We all helped kill aloha and we all can save it
The aloha spirit is dead on Oahu. The dual question is, Who killed it and how? While it is early to assign blame -- witness the heading of a July 6 letter in the Star-Bulletin, "Tourists are rude and should go home" -- the truth is that it is not just the tourists. Ultimately, it is all of us and our neglect. The average Hawaiian American reading this will deny that they have lost the spirit of aloha, because it means also the loss of identity, maybe the final loss, but it increasingly seems that the once welcoming islands of Hawaii no longer are and maybe haven't been for some time now. Perhaps it began with the all-but-criminal annexation a century ago, or the all-absorbing statehood in 1950, but no matter when it began, it has continued down to and through us all and has reached a crisis. What was once a point of pride and pleasure has stretched to become a taut line drawn in the sand between the islands and the mainland.
I know this because I felt it this past Fourth of July week in Honolulu. When we should have been celebrating our unity, I felt instead the harsh glare and heard the hard words: outsider, interloper, destroyer.
I heard an educated and sincere man, proud of his heritage and grieving for its history, describe Charles Reed Bishop as not being a haole because Bishop had the best interests of Hawaii in his heart and mind. And I felt the stinging implication in his words and the disdain in his sad but hard eyes that said that I didn't, that those like me couldn't.
In Waikiki I smiled at a small child and saw the suspicion and dislike on her parent's face for the haole who surely must be looking down on them. I read the letters in the Star-Bulletin from merchants who complain about the rude tourists for whom nothing is good enough. I read the letters from the tourists who complain about the rude bus drivers who close their doors to them when they ask for help. I see the pain and I feel the pain and I know the pain -- the pain we share. The pain of the death of the aloha spirit.
Oh, it is still in the shops and the restaurants and the places that cater to tourists, but it is not real aloha. It is hard and shallow like a coral reef -- inviting but sharp-edged. Don't try to hold lest you be hurt. But some of us do try, and some of us do get hurt. Because while it is hard to love that which abhors you while it lies to you with false smiles and empty aloha, many still do, islander and mainlander. We do so because while it is heartbreaking to admit that your love is lost, it is tragic to realize that you have played your part in the loss.
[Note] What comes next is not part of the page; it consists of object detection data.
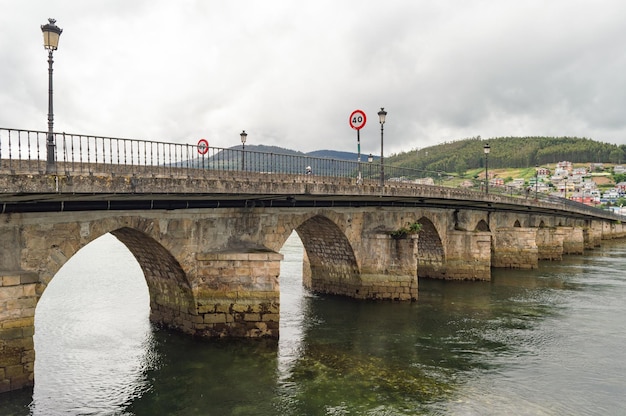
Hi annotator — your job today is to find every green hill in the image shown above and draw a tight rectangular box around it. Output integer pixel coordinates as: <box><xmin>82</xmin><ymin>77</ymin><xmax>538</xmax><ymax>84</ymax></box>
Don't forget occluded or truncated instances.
<box><xmin>387</xmin><ymin>136</ymin><xmax>626</xmax><ymax>174</ymax></box>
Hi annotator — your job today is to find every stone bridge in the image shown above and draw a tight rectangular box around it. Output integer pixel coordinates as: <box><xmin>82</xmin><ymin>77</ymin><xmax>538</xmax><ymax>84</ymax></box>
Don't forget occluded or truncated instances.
<box><xmin>0</xmin><ymin>168</ymin><xmax>626</xmax><ymax>391</ymax></box>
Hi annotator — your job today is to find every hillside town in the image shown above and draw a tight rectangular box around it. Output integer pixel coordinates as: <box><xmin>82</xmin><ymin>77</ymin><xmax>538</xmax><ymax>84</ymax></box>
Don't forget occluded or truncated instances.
<box><xmin>478</xmin><ymin>161</ymin><xmax>626</xmax><ymax>211</ymax></box>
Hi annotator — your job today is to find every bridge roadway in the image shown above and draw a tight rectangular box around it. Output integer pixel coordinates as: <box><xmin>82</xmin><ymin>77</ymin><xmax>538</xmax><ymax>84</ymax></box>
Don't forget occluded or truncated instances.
<box><xmin>0</xmin><ymin>166</ymin><xmax>626</xmax><ymax>221</ymax></box>
<box><xmin>0</xmin><ymin>165</ymin><xmax>626</xmax><ymax>392</ymax></box>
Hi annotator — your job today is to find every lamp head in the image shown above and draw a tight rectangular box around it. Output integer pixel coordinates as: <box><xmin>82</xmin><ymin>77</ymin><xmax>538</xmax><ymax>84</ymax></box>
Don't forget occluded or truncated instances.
<box><xmin>41</xmin><ymin>19</ymin><xmax>63</xmax><ymax>51</ymax></box>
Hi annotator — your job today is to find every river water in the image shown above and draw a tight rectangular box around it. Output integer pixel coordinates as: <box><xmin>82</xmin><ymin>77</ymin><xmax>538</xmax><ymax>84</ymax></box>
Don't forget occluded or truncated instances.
<box><xmin>0</xmin><ymin>234</ymin><xmax>626</xmax><ymax>416</ymax></box>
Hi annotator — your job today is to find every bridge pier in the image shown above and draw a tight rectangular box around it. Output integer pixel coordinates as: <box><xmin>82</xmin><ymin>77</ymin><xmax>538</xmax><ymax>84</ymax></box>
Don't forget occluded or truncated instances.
<box><xmin>0</xmin><ymin>271</ymin><xmax>40</xmax><ymax>393</ymax></box>
<box><xmin>302</xmin><ymin>233</ymin><xmax>418</xmax><ymax>300</ymax></box>
<box><xmin>491</xmin><ymin>227</ymin><xmax>539</xmax><ymax>269</ymax></box>
<box><xmin>442</xmin><ymin>230</ymin><xmax>491</xmax><ymax>280</ymax></box>
<box><xmin>537</xmin><ymin>227</ymin><xmax>567</xmax><ymax>260</ymax></box>
<box><xmin>558</xmin><ymin>226</ymin><xmax>585</xmax><ymax>254</ymax></box>
<box><xmin>190</xmin><ymin>250</ymin><xmax>283</xmax><ymax>338</ymax></box>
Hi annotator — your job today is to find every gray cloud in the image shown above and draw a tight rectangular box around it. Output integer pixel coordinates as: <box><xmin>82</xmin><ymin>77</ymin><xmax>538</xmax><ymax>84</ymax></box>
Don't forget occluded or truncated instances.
<box><xmin>0</xmin><ymin>0</ymin><xmax>626</xmax><ymax>154</ymax></box>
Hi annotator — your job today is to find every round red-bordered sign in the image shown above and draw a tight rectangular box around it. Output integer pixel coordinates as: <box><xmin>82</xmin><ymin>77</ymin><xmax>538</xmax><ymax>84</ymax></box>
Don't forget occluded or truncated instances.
<box><xmin>348</xmin><ymin>110</ymin><xmax>367</xmax><ymax>130</ymax></box>
<box><xmin>198</xmin><ymin>139</ymin><xmax>209</xmax><ymax>155</ymax></box>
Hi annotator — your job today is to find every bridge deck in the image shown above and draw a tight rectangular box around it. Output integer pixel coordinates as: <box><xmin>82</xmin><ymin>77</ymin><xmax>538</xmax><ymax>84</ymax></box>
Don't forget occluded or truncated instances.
<box><xmin>0</xmin><ymin>169</ymin><xmax>625</xmax><ymax>221</ymax></box>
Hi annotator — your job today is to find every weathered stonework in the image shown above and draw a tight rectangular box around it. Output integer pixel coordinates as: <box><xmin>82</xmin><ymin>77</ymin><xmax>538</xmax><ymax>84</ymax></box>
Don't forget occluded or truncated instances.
<box><xmin>537</xmin><ymin>227</ymin><xmax>565</xmax><ymax>260</ymax></box>
<box><xmin>491</xmin><ymin>227</ymin><xmax>539</xmax><ymax>269</ymax></box>
<box><xmin>445</xmin><ymin>230</ymin><xmax>491</xmax><ymax>280</ymax></box>
<box><xmin>0</xmin><ymin>202</ymin><xmax>626</xmax><ymax>391</ymax></box>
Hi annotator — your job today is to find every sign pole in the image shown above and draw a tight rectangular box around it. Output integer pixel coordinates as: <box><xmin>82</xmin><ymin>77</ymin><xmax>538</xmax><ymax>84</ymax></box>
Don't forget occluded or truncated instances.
<box><xmin>348</xmin><ymin>110</ymin><xmax>367</xmax><ymax>185</ymax></box>
<box><xmin>356</xmin><ymin>129</ymin><xmax>363</xmax><ymax>185</ymax></box>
In the end, there is no one villain here, neither you nor I; it is us. The us who came and come and will continue to come, looking for aloha but unable to ever fully leave our emotional or cultural baggage at home. And it is the us who welcome with leis and promises of paradise but with expectations that can never really be realized in a modern world. It is the ugly Americans, islanders and mainlanders alike, who seek and give aloha with their lips but harbor disdain, distrust and dislike in their hearts who set the crushing wheel in motion, but we killed aloha. You and I killed it through neglect and a lack of nurture. But it can be resurrected. We need only invoke its spirit and find and encourage and live the common love that we share not just for Oahu, but for what it is -- the meeting place of family, islander and mainlander -- and welcome each other home, in aloha, once again.
Geoffrey K. Watkins lives in Walnut , Calif.